Combining automation with policy enforcement is where automation and orchestration truly begin to blur. Consider, for example, some simple automation efforts to isolate a workstation from a network if it’s infected.
Two simple tests could be used to determine if an endpoint is infected: The antivirus program on the endpoint could report an infection, or a script could determine that the antivirus application isn’t running. Relative to checking mandated patch levels or registry settings for network services, checking to see that a given process is running is pretty simple, and killing the local antivirus application is usually the first thing that malware will do.
If an infected machine is taken offline or assigned to a restricted network until it has been cleaned, once isolated it’s no longer able to infect its neighbors or overload the network with undesirable traffic. Tying together simple automation in multiple silos automates administrative response to an infected endpoint, reducing risk.
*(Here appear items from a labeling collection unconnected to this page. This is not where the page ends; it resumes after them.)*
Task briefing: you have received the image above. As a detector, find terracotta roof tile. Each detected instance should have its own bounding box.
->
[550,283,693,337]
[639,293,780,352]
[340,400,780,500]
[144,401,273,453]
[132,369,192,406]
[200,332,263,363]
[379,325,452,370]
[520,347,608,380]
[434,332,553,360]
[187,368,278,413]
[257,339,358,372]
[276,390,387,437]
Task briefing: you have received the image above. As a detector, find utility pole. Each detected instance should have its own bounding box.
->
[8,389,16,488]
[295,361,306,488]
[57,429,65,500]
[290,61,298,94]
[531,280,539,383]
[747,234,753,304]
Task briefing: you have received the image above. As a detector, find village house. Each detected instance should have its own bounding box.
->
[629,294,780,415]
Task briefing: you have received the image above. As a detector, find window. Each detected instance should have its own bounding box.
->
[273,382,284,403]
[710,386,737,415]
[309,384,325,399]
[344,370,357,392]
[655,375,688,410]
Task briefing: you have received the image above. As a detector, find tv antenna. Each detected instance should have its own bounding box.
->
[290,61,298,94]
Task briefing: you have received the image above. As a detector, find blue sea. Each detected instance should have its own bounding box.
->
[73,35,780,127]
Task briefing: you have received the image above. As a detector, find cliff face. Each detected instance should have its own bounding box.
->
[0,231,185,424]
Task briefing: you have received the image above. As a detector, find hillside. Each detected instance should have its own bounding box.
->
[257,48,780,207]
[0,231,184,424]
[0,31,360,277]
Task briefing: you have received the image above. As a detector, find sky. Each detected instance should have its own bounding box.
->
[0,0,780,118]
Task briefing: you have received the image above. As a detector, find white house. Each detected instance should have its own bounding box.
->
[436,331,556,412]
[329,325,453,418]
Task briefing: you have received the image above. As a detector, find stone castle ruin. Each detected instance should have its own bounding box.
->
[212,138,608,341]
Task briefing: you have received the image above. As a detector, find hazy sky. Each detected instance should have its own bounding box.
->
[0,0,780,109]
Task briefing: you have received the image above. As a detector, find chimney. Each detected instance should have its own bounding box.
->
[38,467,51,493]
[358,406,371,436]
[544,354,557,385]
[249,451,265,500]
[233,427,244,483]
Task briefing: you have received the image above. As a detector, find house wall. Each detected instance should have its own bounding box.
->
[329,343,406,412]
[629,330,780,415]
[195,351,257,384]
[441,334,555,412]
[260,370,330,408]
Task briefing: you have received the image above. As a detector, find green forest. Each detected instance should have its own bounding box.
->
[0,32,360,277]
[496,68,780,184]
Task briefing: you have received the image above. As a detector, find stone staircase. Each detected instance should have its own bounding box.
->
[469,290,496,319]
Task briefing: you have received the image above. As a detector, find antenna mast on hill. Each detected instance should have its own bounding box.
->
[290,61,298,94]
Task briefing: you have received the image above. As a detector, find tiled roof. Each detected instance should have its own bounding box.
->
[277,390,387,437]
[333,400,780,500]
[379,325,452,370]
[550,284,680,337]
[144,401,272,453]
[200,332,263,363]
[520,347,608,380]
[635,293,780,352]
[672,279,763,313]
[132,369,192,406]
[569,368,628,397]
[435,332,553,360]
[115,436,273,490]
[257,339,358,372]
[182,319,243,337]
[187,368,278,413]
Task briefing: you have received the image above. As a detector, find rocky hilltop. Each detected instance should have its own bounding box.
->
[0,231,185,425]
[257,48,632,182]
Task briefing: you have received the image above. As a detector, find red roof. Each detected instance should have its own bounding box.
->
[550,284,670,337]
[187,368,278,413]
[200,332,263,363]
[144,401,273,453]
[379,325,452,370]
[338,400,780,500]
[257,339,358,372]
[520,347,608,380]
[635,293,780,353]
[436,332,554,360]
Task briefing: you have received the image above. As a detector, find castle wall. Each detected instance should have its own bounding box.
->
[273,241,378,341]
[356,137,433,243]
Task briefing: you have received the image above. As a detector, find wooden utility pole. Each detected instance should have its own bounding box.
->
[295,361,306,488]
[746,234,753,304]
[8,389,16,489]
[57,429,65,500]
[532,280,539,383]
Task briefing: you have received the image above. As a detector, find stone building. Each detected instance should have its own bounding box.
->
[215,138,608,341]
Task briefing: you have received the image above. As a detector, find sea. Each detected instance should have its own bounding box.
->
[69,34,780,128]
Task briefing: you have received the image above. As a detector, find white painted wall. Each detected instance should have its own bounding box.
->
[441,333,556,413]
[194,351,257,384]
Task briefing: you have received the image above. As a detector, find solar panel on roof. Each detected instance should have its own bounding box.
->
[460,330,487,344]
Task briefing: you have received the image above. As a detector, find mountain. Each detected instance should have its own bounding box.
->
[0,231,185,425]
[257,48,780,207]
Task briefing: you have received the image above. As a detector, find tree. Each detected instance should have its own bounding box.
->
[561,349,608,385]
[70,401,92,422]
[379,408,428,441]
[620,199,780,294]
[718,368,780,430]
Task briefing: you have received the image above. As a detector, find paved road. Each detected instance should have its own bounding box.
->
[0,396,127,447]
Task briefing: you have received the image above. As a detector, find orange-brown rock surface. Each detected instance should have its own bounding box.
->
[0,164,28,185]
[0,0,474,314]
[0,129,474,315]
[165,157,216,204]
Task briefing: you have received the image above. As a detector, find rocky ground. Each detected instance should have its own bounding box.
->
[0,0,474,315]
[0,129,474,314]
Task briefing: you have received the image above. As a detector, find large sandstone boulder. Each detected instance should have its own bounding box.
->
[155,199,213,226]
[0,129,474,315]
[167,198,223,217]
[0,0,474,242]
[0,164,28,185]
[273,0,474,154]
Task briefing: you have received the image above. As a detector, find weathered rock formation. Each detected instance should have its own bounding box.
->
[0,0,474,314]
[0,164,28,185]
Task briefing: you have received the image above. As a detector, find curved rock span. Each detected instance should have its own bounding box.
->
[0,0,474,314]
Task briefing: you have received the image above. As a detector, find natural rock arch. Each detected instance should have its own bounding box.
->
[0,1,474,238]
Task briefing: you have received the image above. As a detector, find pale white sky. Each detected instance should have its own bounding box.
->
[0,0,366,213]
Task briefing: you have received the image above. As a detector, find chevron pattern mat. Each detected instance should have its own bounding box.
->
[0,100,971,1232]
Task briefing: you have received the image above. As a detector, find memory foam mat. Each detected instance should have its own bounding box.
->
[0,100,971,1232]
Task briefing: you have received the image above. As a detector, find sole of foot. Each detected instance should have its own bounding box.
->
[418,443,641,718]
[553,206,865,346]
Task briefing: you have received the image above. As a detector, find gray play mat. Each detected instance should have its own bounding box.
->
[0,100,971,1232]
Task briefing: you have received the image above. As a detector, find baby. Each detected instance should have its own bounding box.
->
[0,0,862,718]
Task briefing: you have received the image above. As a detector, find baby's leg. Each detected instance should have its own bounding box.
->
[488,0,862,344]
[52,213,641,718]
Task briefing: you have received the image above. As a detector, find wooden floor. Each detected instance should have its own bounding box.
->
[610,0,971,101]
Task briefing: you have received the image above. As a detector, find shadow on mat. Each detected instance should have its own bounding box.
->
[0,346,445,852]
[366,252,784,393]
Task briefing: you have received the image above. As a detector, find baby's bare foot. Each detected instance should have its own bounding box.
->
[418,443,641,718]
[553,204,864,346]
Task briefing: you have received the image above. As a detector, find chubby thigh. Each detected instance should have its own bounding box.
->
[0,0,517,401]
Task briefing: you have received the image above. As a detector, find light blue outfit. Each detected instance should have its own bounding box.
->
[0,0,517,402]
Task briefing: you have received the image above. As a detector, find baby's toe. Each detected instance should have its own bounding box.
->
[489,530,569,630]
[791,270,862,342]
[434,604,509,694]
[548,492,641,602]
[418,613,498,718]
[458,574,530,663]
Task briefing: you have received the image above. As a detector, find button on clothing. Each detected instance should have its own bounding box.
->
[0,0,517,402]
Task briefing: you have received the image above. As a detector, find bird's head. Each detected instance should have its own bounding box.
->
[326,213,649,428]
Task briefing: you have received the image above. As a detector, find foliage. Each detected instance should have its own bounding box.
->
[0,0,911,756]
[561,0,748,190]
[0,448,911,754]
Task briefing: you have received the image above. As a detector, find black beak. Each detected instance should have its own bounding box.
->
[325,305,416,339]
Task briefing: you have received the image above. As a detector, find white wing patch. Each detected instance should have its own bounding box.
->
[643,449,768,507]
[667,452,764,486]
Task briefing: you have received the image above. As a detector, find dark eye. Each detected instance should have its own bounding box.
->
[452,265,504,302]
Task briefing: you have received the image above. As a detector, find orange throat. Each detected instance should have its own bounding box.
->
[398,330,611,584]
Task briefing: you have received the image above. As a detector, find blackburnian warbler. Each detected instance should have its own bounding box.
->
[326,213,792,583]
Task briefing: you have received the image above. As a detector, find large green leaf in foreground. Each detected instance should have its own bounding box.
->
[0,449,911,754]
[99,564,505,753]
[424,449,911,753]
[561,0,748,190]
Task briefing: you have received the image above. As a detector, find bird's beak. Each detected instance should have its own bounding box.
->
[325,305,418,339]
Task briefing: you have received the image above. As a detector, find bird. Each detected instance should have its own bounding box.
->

This is one of the simplest examples of automation and orchestration that cross-functional IT teams can engage in.
The importance of open networking
Open networking requires open standards, interoperability, and open source software. Beyond simply allowing organizations to choose between different hardware vendors, open networking provides a basic platform for networking devices, software, and services from multiple vendors to interact.
Open networking is the hub of a modern network. It coordinates policy enforcement and enables automation beyond the boundaries of the open networking devices involved. A triggering event received by an open networking switch can not only drive changes on that switch, but can drive changes on other switches from the same vendor. Thanks to scripting and open networking standards, that triggering event can be used to push changes in network configuration, topology, and policy to products from other vendors.
Today’s networks are complex, and automation is a requirement to operate them. Open networking based on Linux provides a solid foundation upon which to build the automation of your organization’s future. There’s a reason Linux powers so much of the world’s IT, including our own Cumulus Linux. It’s time it powered your network, as well.